In previous studies, the direct effect of hyaluronic acid on the pulp was investigated solely through gel form preparations applied in pulp capping and pulpotomy treatments, with additional filling materials applied over the hyaluronic acid. A pulpotomy material containing hyaluronic acid has not been developed or tried. In this regard, our study bears the distinction of being a first. Confirmation of the designed material’s effectiveness not only eliminates a step in the multi-stage pulpotomy treatment, reducing time, but also suggests that HA, a tissue-friendly substance, could replace other agents, reducing toxicity risks. The data from this study may contribute to the development of a new pulpotomy material in the future.

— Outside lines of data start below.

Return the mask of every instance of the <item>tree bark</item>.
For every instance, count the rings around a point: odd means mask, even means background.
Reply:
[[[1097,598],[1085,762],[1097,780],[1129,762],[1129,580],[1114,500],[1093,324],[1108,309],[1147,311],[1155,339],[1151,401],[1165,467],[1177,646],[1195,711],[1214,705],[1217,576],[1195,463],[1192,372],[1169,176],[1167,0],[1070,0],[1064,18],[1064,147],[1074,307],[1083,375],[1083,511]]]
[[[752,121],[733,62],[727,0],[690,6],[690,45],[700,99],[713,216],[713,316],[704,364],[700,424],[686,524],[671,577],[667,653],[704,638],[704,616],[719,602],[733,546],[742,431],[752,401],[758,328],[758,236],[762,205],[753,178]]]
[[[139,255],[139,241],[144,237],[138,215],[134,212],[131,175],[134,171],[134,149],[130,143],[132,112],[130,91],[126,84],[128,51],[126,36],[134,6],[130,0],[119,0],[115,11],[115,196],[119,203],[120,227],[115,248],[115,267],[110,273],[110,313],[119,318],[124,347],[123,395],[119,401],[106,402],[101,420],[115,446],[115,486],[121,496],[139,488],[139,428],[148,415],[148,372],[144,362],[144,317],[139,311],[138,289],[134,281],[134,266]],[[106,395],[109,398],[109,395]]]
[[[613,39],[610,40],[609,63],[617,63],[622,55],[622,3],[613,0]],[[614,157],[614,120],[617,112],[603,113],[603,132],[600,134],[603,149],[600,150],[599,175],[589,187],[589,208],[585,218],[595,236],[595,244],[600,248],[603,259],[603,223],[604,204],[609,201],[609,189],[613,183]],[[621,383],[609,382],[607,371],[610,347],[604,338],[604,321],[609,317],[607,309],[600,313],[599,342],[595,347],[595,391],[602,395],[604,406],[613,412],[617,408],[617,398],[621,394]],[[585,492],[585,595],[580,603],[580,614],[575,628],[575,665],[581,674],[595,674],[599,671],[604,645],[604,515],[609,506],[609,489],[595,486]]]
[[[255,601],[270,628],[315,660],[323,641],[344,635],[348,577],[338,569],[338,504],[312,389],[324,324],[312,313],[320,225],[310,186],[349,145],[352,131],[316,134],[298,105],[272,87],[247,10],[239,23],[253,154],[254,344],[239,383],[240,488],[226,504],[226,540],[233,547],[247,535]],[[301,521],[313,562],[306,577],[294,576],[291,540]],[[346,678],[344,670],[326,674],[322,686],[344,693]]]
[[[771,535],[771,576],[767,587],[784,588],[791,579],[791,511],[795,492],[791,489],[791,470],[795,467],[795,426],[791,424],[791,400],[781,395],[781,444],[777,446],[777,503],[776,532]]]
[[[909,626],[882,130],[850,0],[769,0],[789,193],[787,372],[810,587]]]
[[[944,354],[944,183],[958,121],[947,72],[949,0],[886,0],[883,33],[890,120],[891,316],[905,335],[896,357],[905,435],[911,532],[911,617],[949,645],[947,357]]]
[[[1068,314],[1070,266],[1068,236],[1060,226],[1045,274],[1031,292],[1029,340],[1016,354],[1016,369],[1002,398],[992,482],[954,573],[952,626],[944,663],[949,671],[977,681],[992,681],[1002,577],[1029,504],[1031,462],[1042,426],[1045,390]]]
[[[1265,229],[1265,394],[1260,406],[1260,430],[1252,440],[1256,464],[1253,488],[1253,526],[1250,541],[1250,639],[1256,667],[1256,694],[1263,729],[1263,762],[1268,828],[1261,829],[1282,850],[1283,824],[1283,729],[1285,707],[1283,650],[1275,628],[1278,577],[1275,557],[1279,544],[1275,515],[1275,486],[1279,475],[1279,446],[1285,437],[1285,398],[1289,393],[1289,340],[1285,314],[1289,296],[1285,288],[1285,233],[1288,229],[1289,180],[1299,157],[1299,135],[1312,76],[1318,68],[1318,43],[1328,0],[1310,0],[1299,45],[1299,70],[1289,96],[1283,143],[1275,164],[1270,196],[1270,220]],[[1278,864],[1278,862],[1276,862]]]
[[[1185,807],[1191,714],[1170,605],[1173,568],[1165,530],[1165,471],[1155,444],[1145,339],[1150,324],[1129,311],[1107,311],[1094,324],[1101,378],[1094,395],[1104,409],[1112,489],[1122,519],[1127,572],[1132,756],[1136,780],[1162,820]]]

In conclusion, our exploration for a more optimal concentration of HA added to ZOE and the results from in vivo experiments have shed light on the intricate dynamics of ZOE material incorporating HA. Significantly, our study stood out as the first inquiry into the influence of ZOE material containing HA on dental pulp, providing valuable insights into the short- and medium-term effects of various pulpotomy approaches. This contribution advances the broader investigation of dental pulp regeneration and treatment efficacy. The outcomes of our study suggest that HA holds promise as a material for pulpotomy and regenerative endodontic treatments. These findings indicate that the use of such materials in dental procedures, especially in pediatric cases, should be approached with careful consideration. Further research is essential to better understand the long-term clinical implications of these materials in dental applications.